DuckQL operates as the glue between a BackingStore
interface and raw SQLite queries. Depending on the
kind of data you are accessing, you might choose to use a different type of backing store. Below, we can
demonstrate the concept with a SliceFilter
, which allows querying a slice of structs as if it were a
SQLite database.
First, point duckql
at your "schema" structs, and export the resulting DDL to your llm of choice:
type User struct {
ID string
Email string
Name string `ddl:"comment='First and last name of the user (space separated)'"`
PasswordHash []byte `ddl:"-"`
}
...
s := duckql.Initialize(&User{})
s.SetPermissions(duckql.AllowSelectStatements)
ddl := s.DDL()
// Should result in:
//
// CREATE TABLE users
// (
// id TEXT,
// email TEXT,
// name TEXT, -- First and last name of the user (space separated)
// )
In the above snippet, we call SetPermissions()
to restrict which types of SQL queries are allowed.
Fields which should not be accessible by an LLM can be marked as private with a 'ddl' tag value of "-".
Comments can be set via the comment field. These are purely to help the LLM understand the schema.
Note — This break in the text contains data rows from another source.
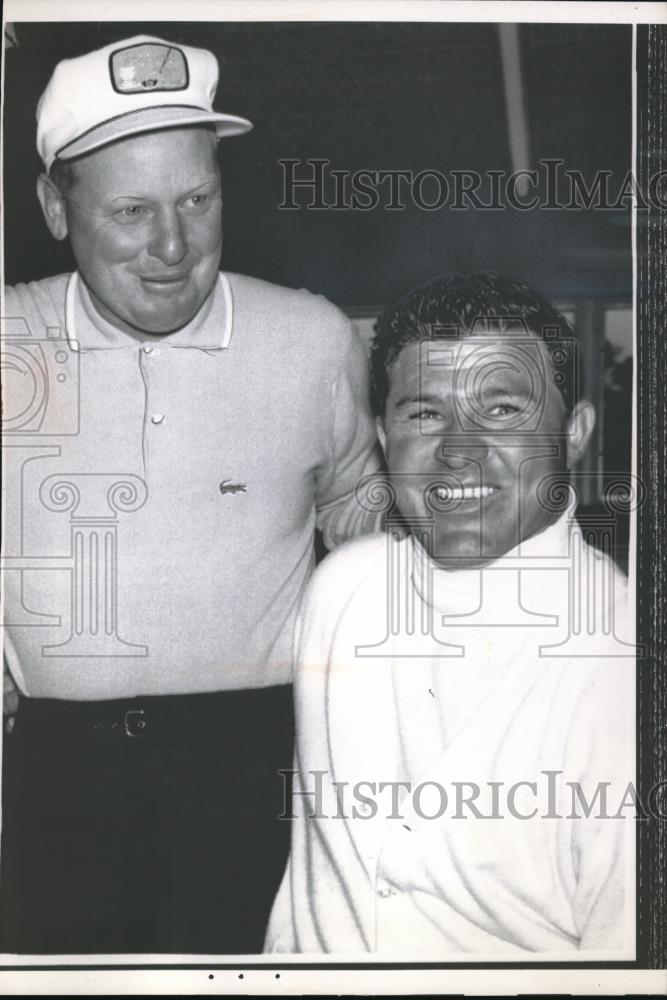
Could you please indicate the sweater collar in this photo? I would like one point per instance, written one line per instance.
(209, 330)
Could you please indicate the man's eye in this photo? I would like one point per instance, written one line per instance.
(197, 202)
(130, 213)
(426, 413)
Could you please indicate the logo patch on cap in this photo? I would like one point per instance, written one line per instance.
(148, 67)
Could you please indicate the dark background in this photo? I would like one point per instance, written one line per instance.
(377, 96)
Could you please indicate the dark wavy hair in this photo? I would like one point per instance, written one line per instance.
(457, 305)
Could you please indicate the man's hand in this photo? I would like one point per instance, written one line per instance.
(10, 699)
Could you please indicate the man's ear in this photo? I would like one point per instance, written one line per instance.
(381, 433)
(53, 207)
(579, 429)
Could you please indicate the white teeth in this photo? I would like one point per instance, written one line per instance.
(449, 493)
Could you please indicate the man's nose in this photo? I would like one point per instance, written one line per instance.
(168, 240)
(457, 455)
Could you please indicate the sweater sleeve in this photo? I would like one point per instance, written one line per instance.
(353, 450)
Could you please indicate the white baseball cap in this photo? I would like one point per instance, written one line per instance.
(133, 86)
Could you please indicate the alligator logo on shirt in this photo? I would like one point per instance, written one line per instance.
(227, 486)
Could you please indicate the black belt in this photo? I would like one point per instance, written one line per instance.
(153, 716)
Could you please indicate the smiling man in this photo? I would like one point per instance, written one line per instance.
(174, 435)
(464, 694)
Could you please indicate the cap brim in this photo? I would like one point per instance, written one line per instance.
(149, 120)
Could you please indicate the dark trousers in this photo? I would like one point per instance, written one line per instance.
(148, 825)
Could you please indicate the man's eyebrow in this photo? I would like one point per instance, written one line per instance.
(213, 179)
(416, 397)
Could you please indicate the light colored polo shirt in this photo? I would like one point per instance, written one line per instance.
(161, 492)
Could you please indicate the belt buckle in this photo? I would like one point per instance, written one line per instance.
(134, 723)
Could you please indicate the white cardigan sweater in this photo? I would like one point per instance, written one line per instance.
(382, 697)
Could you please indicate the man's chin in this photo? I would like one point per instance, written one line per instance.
(466, 553)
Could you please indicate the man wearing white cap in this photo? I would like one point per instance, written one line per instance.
(197, 427)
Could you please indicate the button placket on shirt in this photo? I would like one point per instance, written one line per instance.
(150, 351)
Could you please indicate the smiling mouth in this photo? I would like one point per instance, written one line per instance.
(450, 494)
(167, 280)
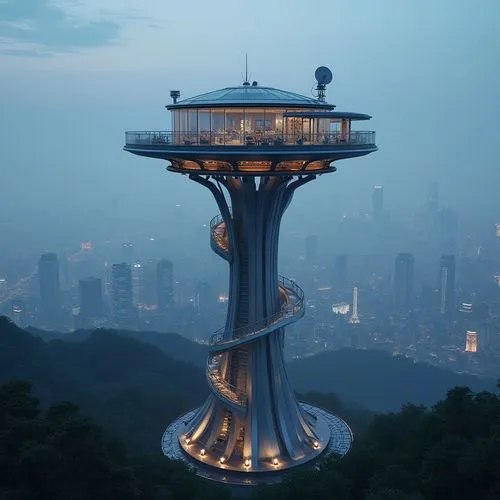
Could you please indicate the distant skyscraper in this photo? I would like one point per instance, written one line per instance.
(50, 295)
(18, 313)
(312, 248)
(447, 231)
(433, 198)
(354, 320)
(165, 284)
(128, 252)
(204, 298)
(340, 272)
(138, 283)
(470, 341)
(378, 203)
(91, 303)
(447, 284)
(403, 281)
(123, 306)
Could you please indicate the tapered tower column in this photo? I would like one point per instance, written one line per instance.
(246, 366)
(253, 147)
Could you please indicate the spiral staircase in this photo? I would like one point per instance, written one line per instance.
(223, 341)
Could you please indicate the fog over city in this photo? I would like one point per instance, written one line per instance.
(424, 70)
(264, 235)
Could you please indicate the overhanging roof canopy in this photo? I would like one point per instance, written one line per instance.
(250, 96)
(328, 114)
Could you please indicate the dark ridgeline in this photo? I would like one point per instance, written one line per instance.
(50, 293)
(403, 282)
(165, 284)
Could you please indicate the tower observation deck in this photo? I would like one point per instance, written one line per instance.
(252, 147)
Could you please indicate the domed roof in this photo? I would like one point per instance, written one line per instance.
(250, 96)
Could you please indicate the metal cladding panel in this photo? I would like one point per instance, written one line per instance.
(250, 96)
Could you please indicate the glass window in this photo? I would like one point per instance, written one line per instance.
(183, 121)
(204, 120)
(177, 120)
(217, 125)
(235, 124)
(193, 121)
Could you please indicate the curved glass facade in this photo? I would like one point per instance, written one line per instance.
(252, 126)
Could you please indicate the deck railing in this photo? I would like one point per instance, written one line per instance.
(266, 139)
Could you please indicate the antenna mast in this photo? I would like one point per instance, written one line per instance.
(246, 82)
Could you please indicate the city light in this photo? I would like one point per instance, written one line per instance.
(471, 341)
(342, 308)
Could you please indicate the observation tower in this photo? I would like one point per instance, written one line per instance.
(252, 146)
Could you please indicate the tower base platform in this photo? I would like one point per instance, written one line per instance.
(340, 442)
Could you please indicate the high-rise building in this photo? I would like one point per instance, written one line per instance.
(433, 198)
(50, 294)
(354, 319)
(403, 281)
(204, 298)
(125, 314)
(138, 283)
(18, 313)
(128, 252)
(470, 341)
(447, 231)
(91, 301)
(447, 285)
(340, 272)
(164, 284)
(378, 203)
(312, 248)
(260, 144)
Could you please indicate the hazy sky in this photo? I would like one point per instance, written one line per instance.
(74, 75)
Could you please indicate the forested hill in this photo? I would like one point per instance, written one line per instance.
(172, 344)
(131, 388)
(377, 380)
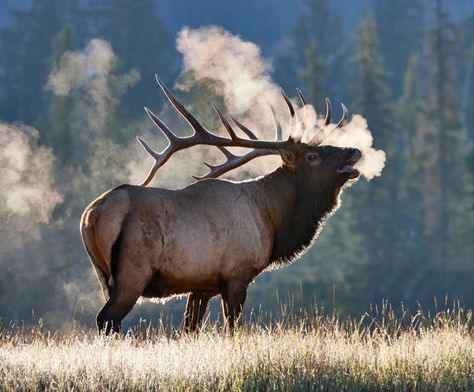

Construct your prompt with the DDL to explain to the model how it can query information, and have it
write a query. The next step is running the query against your data. We initialize our SliceFilter
backing store with some hardcoded data, which we can then execute against:
...
s.SetBacking(duckql.NewSliceFilter(
s, []any{
&User{
ID: "a",
Email: "a@gmail.com",
Name: "Cindy Lou",
},
&User{
ID: "b",
Email: "b@aol.com",
Name: "Bob Bert",
},
}
))
result, err := s.Execute("select name from users where email like '%aol.com")
if err != nil {
panic(err)
}
fmt.Println(result.String())
// Bob Bert
In the above, duckql
will do the following:
- Check that users is a valid table that it knows about
- Check that the "name" field is valid on the users table
- Match the where clause
- Only copy selected fields into return value
go get github.com/dburkart/duckql
You can find more examples in the ./examples directory. Examples so far:
- ./examples/slice: Uses a SliceFilter backing store to demonstrate using DuckQL to "emulate" a SQLite database using preset data.
- ./examples/sqlite: Uses the SQLite backing store to demonstrate how to use DuckQL as a "permission" layer on top of a SQLite database.
- ./examples/sheets: Use a Google Sheets backing store to demonstrate how to use DuckQL to "emulate" a SQL database on top of a google sheet.